To meet the demands posed by major global trends in agricultural development and challenges faced by member nations, FAO has identified key priorities on which it is best placed to intervene. A comprehensive review of the Organization’s comparative advantages was undertaken which enabled strategic objectives to be set, representing the main areas of work on which FAO will concentrate its efforts in striving to achieve its vision and global goals.

How FAO Works

FAO creates and shares critical information about food, agriculture and natural resources in the form of global public goods. But this is not a one-way flow. We play a connector role, through identifying and working with different partners with established expertise, and facilitating a dialogue between those who have the knowledge and those who need it. By turning knowledge into action, FAO links the field to national, regional and global initiatives in a mutually reinforcing cycle. By joining forces, we facilitate partnerships for food and nutrition security, agriculture and rural development between governments, development partners, civil society and the private sector.
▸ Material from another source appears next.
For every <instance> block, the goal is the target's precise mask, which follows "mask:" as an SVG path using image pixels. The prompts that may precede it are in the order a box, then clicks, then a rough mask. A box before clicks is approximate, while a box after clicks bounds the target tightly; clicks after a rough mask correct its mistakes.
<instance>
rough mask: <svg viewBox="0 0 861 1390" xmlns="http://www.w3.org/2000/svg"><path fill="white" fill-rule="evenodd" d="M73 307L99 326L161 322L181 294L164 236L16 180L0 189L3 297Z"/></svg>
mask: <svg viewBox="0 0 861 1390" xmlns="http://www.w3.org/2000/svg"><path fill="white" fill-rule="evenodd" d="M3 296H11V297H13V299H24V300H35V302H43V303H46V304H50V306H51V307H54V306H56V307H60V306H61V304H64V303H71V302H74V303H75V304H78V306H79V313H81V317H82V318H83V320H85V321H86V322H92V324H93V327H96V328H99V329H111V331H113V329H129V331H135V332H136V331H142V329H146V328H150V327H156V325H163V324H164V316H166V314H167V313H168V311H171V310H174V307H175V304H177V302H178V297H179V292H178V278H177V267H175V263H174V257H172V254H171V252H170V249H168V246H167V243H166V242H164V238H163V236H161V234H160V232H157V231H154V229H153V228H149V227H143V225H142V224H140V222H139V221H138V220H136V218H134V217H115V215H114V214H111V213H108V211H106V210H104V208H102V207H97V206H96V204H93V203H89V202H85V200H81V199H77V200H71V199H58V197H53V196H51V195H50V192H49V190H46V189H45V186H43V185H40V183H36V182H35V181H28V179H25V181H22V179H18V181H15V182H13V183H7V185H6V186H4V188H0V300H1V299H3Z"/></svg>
Partnerships are at the heart of FAO’s mission to help build consensus for a world without hunger. The effectiveness and credibility of the Organization as a policy-making forum and unique multilingual centre of excellence, knowledge and technical expertise depends to a considerable degree on its ability to work and develop strategic partnerships to harness efforts to eradicate hunger.

Eradicating hunger is a challenge that FAO cannot – and should not – face alone. The Partnerships and Advocacy Branch is responsible for developing and strengthening partnerships with non-state actors that will help to accomplish FAO’s mandate, including non-governmental organizations, civil society organizations, academia, research and development institutes, the private sector, producers’ organizations and cooperatives. The Partnerships and Advocacy Branch is responsible for the implementation of both the FAO Strategy for Partnerships with Civil Society, and the FAO Strategy for Partnerships with the Private Sector.

The Corporate Partnerships and UN Relations Branch acts as Organizational focal point, at the policy level, for UN system matters.

This includes fostering proactive FAO contributions to policy coherence and coordination across the UN system at the intergovernmental (UN General Assembly, ECOSOC, etc.) and inter-agency levels (CEB, HLCP, UNDG, etc.) on UN reform processes and other relevant issues, with a special focus on collaboration with the other Rome-based UN system organizations, WFP and IFAD, and the UN Regional Economic Commissions, acting as a catalyst for FAO MDG-related activities and facilitating FAO’s participation in the post-2015 Development Agenda process. The Branch is also responsible for the implementation of the FAO Organization-wide Strategy on Partnerships, the development of a revitalized approach to collaboration with the United Nations system, including and especially the Rome-based agencies building on the earlier (2009) ” Directions for Collaboration among the Rome-based Agencies (WFP and IFAD)” policy paper approved by the three governing bodies.